We actually have a client based in Miami too, it's a really good one.

Ronjini Joshua:

It's really cool to be able to see the trends, especially with us working in crowd-funding we're seeing a lot of cool new companies come up, and China is another huge market where they're bringing their technologies now to the US instead of just stealing what people are doing here, they're doing their own thing now. So it's nice to see that.

Scott Orn:

That's awesome. Well, this has been a really good podcast, I appreciate it. Can you tell the audience where they can find you, how they can reach out, and maybe just kind of restate your specialties, I know you've been doing a ton of stuff and crowd funding, and we were introduced via one of my favourite clients who's hiring you to do something non crowd funding oriented, so you do everything in tech?

Ronjini Joshua:

Yeah, so you can check out our website, it's www.silvertelegram.com and easily e-mail me at ronjini@thesilvertelegram.com, and basically you know we work with any companies that are considering themselves start-ups, anything from early seed funding to like series B, C funding and anyone who is looking to launch products, we work with them, mostly consumer tech and lifestyle, so lifestyle tech is really kind of our space.
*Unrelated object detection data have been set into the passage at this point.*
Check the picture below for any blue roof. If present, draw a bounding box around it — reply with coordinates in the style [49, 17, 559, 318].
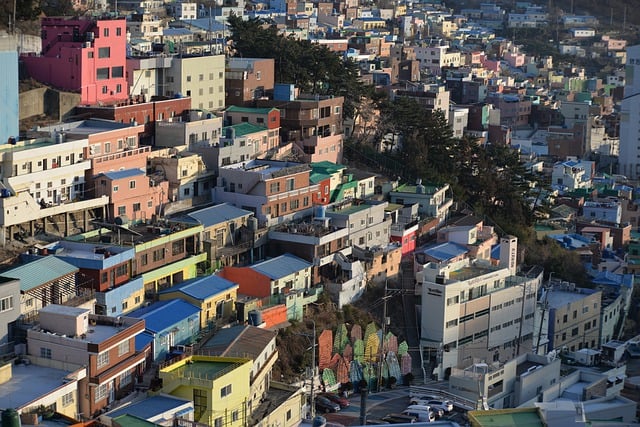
[592, 271, 633, 288]
[136, 332, 153, 352]
[160, 275, 238, 300]
[127, 299, 200, 332]
[98, 169, 145, 181]
[0, 255, 80, 292]
[107, 395, 190, 420]
[423, 242, 469, 261]
[251, 254, 311, 280]
[187, 203, 253, 228]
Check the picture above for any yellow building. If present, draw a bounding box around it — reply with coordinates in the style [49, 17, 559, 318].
[159, 356, 252, 427]
[159, 275, 238, 328]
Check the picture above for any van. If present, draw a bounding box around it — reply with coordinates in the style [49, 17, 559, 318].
[402, 409, 436, 423]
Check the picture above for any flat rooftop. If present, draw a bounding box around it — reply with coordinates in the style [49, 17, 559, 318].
[165, 359, 241, 380]
[0, 365, 77, 408]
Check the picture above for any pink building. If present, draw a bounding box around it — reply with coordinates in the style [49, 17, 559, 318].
[22, 17, 129, 104]
[94, 169, 169, 221]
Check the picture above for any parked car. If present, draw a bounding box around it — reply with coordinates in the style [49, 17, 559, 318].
[405, 405, 444, 418]
[381, 414, 418, 424]
[427, 399, 453, 414]
[316, 396, 340, 412]
[409, 396, 437, 405]
[319, 393, 349, 408]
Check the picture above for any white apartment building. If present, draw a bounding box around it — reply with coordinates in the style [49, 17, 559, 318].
[0, 133, 108, 245]
[420, 236, 542, 379]
[173, 1, 198, 21]
[618, 45, 640, 179]
[326, 200, 391, 249]
[413, 45, 461, 76]
[164, 55, 225, 110]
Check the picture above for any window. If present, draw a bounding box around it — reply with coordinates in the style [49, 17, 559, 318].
[98, 47, 111, 58]
[93, 383, 107, 402]
[62, 391, 73, 406]
[193, 388, 208, 426]
[153, 248, 164, 262]
[171, 240, 184, 256]
[96, 351, 109, 369]
[96, 67, 109, 80]
[120, 371, 131, 387]
[0, 296, 13, 313]
[220, 384, 231, 397]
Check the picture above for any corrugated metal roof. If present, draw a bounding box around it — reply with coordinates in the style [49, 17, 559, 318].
[222, 122, 268, 136]
[226, 105, 277, 114]
[161, 275, 238, 300]
[106, 395, 190, 420]
[127, 299, 200, 333]
[203, 325, 277, 359]
[251, 254, 311, 280]
[136, 332, 153, 352]
[187, 203, 253, 228]
[0, 256, 80, 292]
[424, 242, 469, 261]
[98, 169, 145, 181]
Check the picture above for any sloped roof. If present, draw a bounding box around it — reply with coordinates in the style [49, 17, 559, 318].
[0, 256, 80, 292]
[160, 275, 238, 300]
[203, 325, 277, 359]
[98, 169, 145, 181]
[127, 299, 200, 332]
[250, 254, 311, 280]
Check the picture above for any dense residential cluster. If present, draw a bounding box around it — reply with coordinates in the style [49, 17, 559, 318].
[0, 0, 640, 427]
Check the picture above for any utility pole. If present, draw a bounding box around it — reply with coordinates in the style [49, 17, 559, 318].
[376, 280, 388, 392]
[309, 320, 316, 420]
[536, 271, 553, 354]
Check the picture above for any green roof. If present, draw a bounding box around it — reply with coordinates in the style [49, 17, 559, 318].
[311, 160, 347, 175]
[0, 255, 80, 292]
[309, 170, 331, 184]
[222, 122, 267, 136]
[113, 414, 160, 427]
[226, 105, 278, 114]
[331, 181, 358, 202]
[467, 408, 546, 427]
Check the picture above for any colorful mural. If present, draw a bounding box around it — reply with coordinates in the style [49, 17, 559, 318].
[318, 323, 411, 390]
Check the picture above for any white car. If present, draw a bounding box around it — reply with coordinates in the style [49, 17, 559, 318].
[426, 400, 453, 414]
[405, 405, 444, 418]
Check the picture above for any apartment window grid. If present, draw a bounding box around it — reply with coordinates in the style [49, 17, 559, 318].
[96, 351, 109, 369]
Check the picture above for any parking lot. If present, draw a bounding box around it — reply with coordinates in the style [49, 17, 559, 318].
[318, 387, 466, 426]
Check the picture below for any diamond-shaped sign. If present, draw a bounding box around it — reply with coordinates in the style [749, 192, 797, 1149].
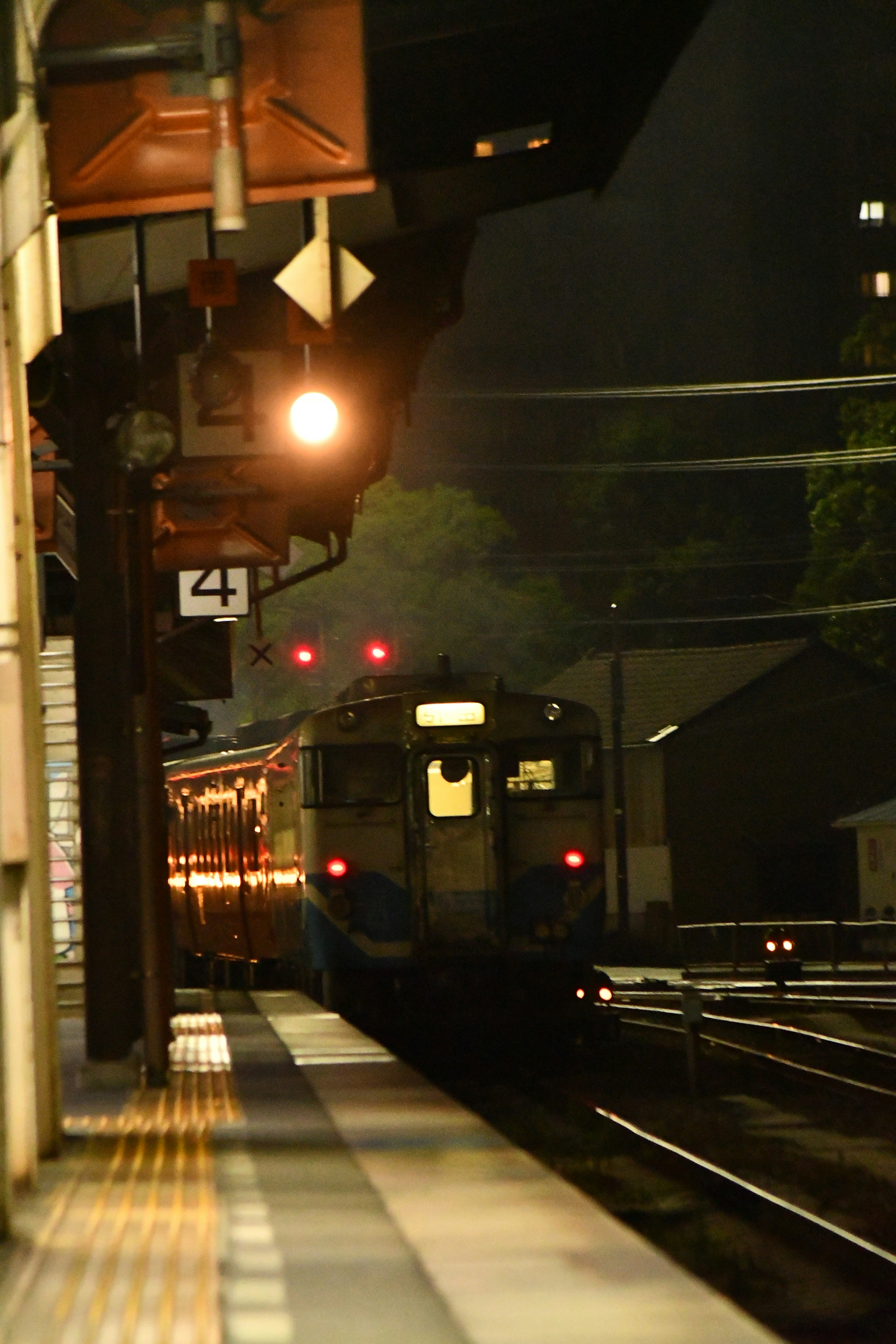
[274, 238, 376, 327]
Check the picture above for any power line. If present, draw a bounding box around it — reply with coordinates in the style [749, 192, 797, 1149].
[434, 444, 896, 476]
[418, 374, 896, 402]
[496, 550, 896, 577]
[557, 597, 896, 628]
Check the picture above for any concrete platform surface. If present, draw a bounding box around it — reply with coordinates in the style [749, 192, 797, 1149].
[0, 992, 774, 1344]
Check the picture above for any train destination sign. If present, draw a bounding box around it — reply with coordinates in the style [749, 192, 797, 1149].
[416, 700, 485, 728]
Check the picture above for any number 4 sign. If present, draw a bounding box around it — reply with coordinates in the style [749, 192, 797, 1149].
[179, 570, 248, 617]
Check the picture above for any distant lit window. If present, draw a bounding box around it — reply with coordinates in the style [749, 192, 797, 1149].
[862, 270, 893, 298]
[858, 200, 887, 224]
[473, 121, 553, 159]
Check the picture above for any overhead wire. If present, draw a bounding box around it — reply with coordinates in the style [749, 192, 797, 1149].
[438, 444, 896, 476]
[418, 372, 896, 628]
[557, 597, 896, 629]
[416, 372, 896, 402]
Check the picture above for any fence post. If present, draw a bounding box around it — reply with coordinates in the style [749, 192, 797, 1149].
[681, 985, 703, 1098]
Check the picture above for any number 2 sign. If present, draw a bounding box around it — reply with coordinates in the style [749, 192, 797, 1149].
[177, 570, 248, 617]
We do everything from media relations to thought leadership, brand branding and kind of getting brand awareness. And then, of course crowd funding which is a little bit of a different beast, it's a little different game to play, but it's really fun and interesting, but we do full crowd-funding management as well.

Scott Orn:

Wow, awesome. Well you've built a great company and the referral you came to me from is an expert and their endorsement is humongous, so people should check out The Silver Telegram. Ranjini, thank you for coming on Founders and Friends.